The utility model relates to the technical field of coal mine fully mechanized mining equipment, in particular to a walking track of a chain traction robot on a coal mine fully mechanized mining working surface.

Background

The mechanized fully mechanized coal mining face of the coal mine mainly comprises a coal mining machine, a scraper conveyor and a hydraulic support. With the development of the technology, the comprehensive mechanized coal mining is developed in the directions of automation, unmanned, informatization and intellectualization, and the robot replaces manual inspection or performs simple operation, so that the development trend in the future is certainly reached. However, due to the special geological conditions and environment of the coal mining working face of the coal mine, the conventional independently-walking wheel type robot and the conventional independently-walking covered belt robot cannot realize the technologies of obstacle identification, obstacle avoidance and obstacle crossing on the fully mechanized coal mining working face. The track self-propelled robot can only carry out routing inspection on a nearly horizontal working surface due to poor battery safety, small cruising ability, weak climbing ability and the like, and cannot carry out simple operation with a manipulator.

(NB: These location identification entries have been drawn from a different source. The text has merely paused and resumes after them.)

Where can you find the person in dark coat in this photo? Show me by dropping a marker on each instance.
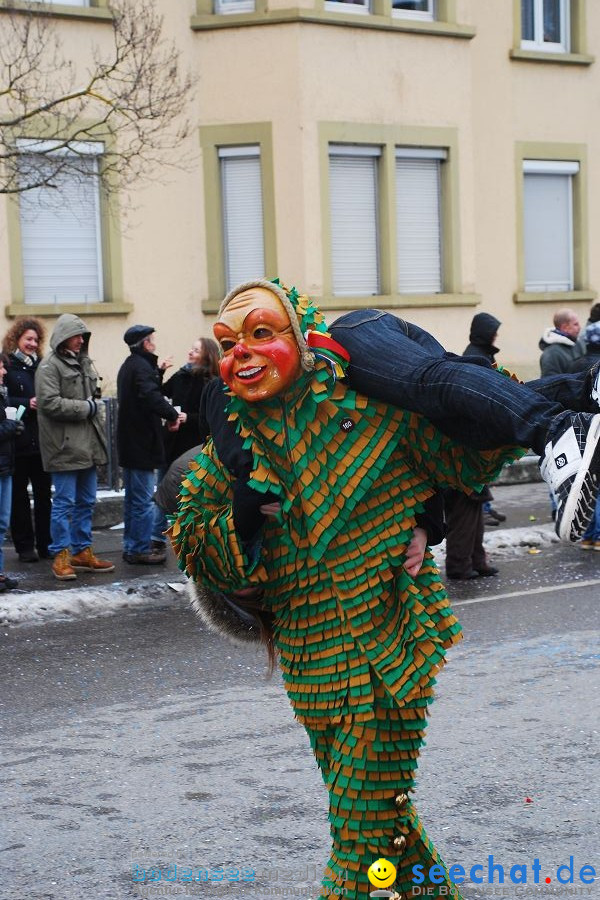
(140, 443)
(466, 514)
(9, 429)
(23, 344)
(185, 389)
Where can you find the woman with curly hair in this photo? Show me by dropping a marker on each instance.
(23, 344)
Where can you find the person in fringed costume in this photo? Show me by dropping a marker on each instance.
(359, 640)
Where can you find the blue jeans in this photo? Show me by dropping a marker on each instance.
(72, 509)
(138, 510)
(159, 520)
(5, 500)
(593, 530)
(399, 363)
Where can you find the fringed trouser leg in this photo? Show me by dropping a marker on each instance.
(369, 768)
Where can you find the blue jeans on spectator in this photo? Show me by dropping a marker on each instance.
(593, 530)
(159, 520)
(138, 510)
(399, 363)
(5, 501)
(72, 510)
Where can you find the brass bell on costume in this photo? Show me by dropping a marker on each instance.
(401, 800)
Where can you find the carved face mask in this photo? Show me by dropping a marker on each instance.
(261, 357)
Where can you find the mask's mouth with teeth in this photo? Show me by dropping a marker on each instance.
(250, 373)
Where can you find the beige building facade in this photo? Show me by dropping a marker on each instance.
(435, 158)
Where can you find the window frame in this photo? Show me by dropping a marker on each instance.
(379, 15)
(389, 138)
(429, 15)
(538, 43)
(109, 249)
(551, 154)
(213, 138)
(577, 39)
(93, 11)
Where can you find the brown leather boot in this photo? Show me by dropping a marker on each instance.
(87, 561)
(62, 568)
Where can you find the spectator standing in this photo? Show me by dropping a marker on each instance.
(23, 344)
(9, 429)
(482, 342)
(185, 389)
(140, 443)
(591, 338)
(72, 444)
(559, 344)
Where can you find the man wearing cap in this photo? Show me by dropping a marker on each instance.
(142, 406)
(72, 444)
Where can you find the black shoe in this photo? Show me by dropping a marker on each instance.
(466, 577)
(28, 556)
(571, 469)
(7, 583)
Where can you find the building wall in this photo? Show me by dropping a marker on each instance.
(303, 79)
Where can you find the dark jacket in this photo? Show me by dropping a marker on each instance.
(184, 389)
(141, 408)
(8, 430)
(20, 381)
(483, 329)
(70, 428)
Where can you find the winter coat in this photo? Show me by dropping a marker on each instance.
(8, 430)
(559, 352)
(70, 429)
(20, 381)
(141, 408)
(185, 389)
(483, 329)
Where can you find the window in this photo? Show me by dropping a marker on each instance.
(353, 186)
(545, 25)
(243, 220)
(414, 9)
(548, 224)
(418, 220)
(61, 243)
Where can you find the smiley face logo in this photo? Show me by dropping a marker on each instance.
(382, 873)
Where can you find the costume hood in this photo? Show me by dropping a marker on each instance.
(308, 325)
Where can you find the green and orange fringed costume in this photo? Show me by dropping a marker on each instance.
(359, 640)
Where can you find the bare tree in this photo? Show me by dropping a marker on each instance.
(131, 96)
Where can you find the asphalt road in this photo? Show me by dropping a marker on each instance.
(141, 740)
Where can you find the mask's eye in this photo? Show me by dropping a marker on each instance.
(262, 333)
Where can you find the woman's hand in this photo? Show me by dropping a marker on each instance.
(415, 552)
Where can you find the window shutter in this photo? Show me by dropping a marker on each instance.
(418, 225)
(548, 232)
(243, 229)
(60, 238)
(354, 222)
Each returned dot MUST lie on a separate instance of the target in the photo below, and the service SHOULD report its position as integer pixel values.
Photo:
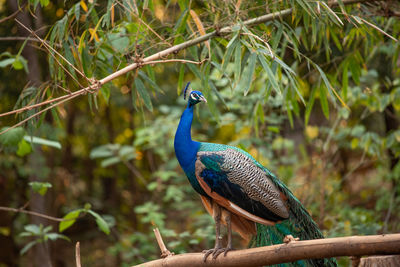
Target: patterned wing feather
(233, 176)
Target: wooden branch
(164, 251)
(293, 251)
(96, 85)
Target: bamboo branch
(293, 251)
(164, 251)
(96, 85)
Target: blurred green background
(313, 96)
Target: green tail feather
(300, 224)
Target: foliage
(314, 96)
(40, 234)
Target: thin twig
(49, 48)
(261, 40)
(51, 218)
(69, 97)
(293, 251)
(176, 60)
(13, 14)
(164, 251)
(156, 56)
(78, 254)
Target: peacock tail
(231, 182)
(300, 224)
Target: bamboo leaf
(271, 76)
(248, 74)
(228, 54)
(310, 104)
(345, 81)
(180, 79)
(324, 101)
(238, 61)
(144, 95)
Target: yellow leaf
(312, 131)
(199, 25)
(238, 3)
(84, 6)
(93, 34)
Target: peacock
(241, 193)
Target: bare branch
(51, 218)
(293, 251)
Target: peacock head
(193, 97)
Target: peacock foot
(215, 252)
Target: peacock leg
(227, 218)
(217, 219)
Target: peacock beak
(203, 99)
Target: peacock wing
(234, 181)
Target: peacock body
(241, 193)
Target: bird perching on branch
(241, 193)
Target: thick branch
(293, 251)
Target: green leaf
(143, 93)
(324, 101)
(55, 236)
(310, 104)
(238, 61)
(17, 64)
(5, 62)
(345, 82)
(28, 246)
(228, 54)
(33, 228)
(271, 76)
(180, 79)
(245, 82)
(104, 151)
(181, 23)
(110, 161)
(70, 219)
(101, 223)
(12, 137)
(24, 148)
(40, 187)
(44, 3)
(42, 141)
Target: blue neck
(186, 149)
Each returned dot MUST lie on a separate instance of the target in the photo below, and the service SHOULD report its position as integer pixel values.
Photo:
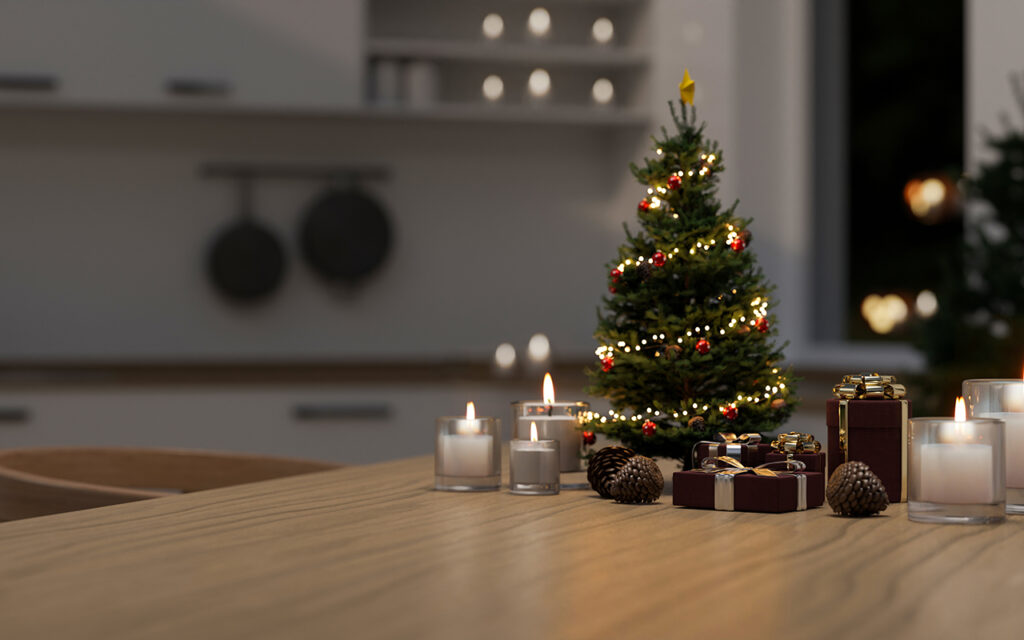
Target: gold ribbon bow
(742, 438)
(710, 465)
(868, 386)
(727, 438)
(795, 442)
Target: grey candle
(534, 466)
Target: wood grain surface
(373, 552)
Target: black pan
(345, 236)
(246, 261)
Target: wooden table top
(372, 552)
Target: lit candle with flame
(1004, 399)
(555, 421)
(467, 452)
(534, 465)
(956, 469)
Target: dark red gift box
(700, 489)
(813, 462)
(750, 455)
(876, 434)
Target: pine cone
(855, 491)
(638, 481)
(603, 466)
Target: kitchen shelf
(454, 113)
(518, 53)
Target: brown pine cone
(855, 491)
(638, 481)
(603, 466)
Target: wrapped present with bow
(747, 448)
(724, 483)
(867, 422)
(802, 446)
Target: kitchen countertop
(372, 552)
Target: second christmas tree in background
(686, 337)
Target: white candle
(954, 471)
(1014, 444)
(956, 474)
(534, 461)
(561, 428)
(467, 455)
(468, 452)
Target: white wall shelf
(518, 53)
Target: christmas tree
(978, 329)
(686, 336)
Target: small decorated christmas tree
(686, 337)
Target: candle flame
(549, 389)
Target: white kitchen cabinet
(348, 424)
(242, 53)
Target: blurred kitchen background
(430, 193)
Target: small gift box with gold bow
(867, 422)
(747, 448)
(772, 487)
(802, 446)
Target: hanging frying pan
(246, 261)
(345, 236)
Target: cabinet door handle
(13, 415)
(342, 412)
(28, 82)
(198, 87)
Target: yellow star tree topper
(686, 88)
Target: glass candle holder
(534, 467)
(1003, 399)
(556, 421)
(956, 471)
(467, 457)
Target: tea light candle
(467, 455)
(1004, 399)
(555, 421)
(534, 465)
(955, 469)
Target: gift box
(867, 422)
(748, 492)
(748, 449)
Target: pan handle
(40, 83)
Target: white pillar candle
(468, 454)
(565, 429)
(534, 463)
(1015, 446)
(956, 474)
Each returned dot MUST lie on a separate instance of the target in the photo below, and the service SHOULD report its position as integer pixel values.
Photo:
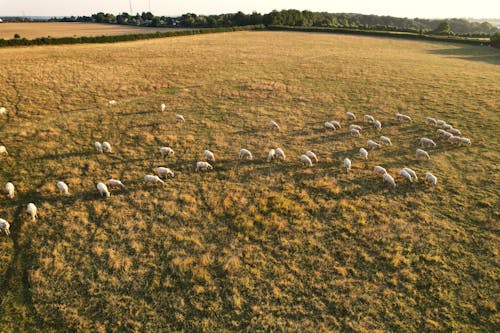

Therefore, the patent technology is the subject of designing and researching for the requirement that a working robot capable of carrying a manipulator or a robot for inspection on an inclined working surface can freely walk and position by being dragged by external force and by means of a rail

The walking track of the robot on the fully mechanized coal mining face of the coal mine is generally arranged on a cable trough on the outer side of a conveyor, and due to the limitation of a coal mining process and geological conditions, a 1-3-degree moving space is reserved between each section of middle trough and the middle trough of the conveyor to adapt to the uneven bottom plate of the working face caused by natural conditions and the deformation of about 30mm in extension or compression generated during pushing and sliding.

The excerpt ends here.